Se, do ponto de vista econômico, os dados são significativos, sob o prisma político eles são ainda mais evidentes. Ao longo desses 17 anos, logramos a estabilidade, a paz e a eliminação das desconfianças mútuas. Quem pensaria, por exemplo, há 20 anos, que seria possível estabelecer um acordo nuclear entre Brasil e Argentina? A própria criação do Parlamento do Mercosul é um inegável exemplo de amizade entre nossos povos e de avanços no campo político.
É óbvio, Srªs e Srs. Senadores, que existem algumas dificuldades, mas não podemos colocar a perder tudo o que conquistamos até agora apenas porque nos vemos diante dos desafios. Nós que militamos na política sabemos que são justamente os desafios que nos motivam a continuar na vida pública, trabalhando pelos ideais em que acreditamos e em prol da melhoria das condições de vida do nosso povo.

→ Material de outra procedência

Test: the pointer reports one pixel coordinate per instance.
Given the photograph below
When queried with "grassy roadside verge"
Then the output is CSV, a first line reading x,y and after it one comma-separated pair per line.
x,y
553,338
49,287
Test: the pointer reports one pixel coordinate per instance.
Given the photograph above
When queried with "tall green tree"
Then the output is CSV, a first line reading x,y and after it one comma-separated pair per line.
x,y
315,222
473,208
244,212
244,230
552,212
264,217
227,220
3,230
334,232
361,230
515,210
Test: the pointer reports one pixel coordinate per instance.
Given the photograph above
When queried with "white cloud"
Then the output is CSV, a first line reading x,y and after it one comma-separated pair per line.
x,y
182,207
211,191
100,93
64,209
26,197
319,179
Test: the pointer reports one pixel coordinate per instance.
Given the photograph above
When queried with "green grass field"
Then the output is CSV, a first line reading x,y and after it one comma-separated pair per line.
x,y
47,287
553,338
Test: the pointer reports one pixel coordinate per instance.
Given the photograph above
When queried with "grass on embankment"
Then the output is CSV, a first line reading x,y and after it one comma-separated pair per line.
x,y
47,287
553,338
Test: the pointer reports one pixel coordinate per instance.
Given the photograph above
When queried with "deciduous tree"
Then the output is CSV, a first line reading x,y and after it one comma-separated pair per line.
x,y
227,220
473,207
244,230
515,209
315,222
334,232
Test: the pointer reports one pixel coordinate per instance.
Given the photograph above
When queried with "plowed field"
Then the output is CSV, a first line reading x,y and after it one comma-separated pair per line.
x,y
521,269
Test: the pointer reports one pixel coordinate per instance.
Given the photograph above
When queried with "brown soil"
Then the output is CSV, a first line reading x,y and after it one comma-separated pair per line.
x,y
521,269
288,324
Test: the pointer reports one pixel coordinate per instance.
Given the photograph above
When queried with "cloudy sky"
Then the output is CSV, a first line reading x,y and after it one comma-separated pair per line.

Os principais óbices que enfrentamos hoje para que o Mercosul seja ainda mais fortalecido são, sobretudo, as chamadas "assimetrias regionais". As evidentes diferenças quanto aos tamanhos das economias dos países membros fazem com que os nossos parceiros menores muitas vezes nos acusem injustamente de assumir atitudes "imperialistas". Para assim procederem, Uruguai e Paraguai se baseiam em alguns números expressivos. De acordo com a Aladi, o Brasil fechou o ano de 2006 com um saldo comercial de US$1,3 bilhão com esses dois parceiros menores do Mercosul; já a Argentina teve, naquele mesmo ano, um saldo de US$900 milhões em suas relações comerciais com aqueles dois países. Por outro lado, o comércio bilateral entre Brasil e Argentina situa-se na casa dos US$20 bilhões anuais, enquanto com o Paraguai e o Uruguai juntos não ultrapassa os US$3,5 bilhões. Por isso, esses países estão sempre insistindo numa maior abertura de nossas economias aos seus produtos e na assinatura de tratados bilaterais de livre comércio com países de fora do Bloco, como forma de combater as assimetrias.
Ora, é natural que haja assimetrias. Afinal, são economias diferentes, com pesos diferentes. Precisamos evidentemente trabalhar para reduzi-las, mas não é enfraquecendo os mecanismos constitutivos do Mercosul que conseguiremos isso. Assim, com o objetivo de reduzir as desigualdades que se apresentam, foram criados recentemente o Instituto Social, o Instituto de Formação e o Fundo para Convergência Estrutural do MERCOSUL (Focem), com o propósito de financiar projetos, desenvolver a competitividade e promover a coesão social. Nesse sentido, já aprovamos os primeiros 11 projetos no âmbito do Focem, no valor de aproximadamente US$70 milhões, cujos maiores beneficiários são o Uruguai e o Paraguai.
Outro problema que precisamos superar, e com celeridade, tem a ver com a integração física do continente, sobretudo quando falamos de obras de infra-estrutura. Devemos trabalhar com afinco, para que nossos países estejam ligados por todos os meios de transporte disponíveis, redes de telefonia e de transmissão de energia elétrica. À medida que isso for sendo processado, a integração será cada vez mais irreversível. Talvez a criação de um banco de desenvolvimento para essa finalidade, nos moldes do BNDES, como, aliás, já se chegou a propor, seja uma solução para se viabilizarem esses empreendimentos.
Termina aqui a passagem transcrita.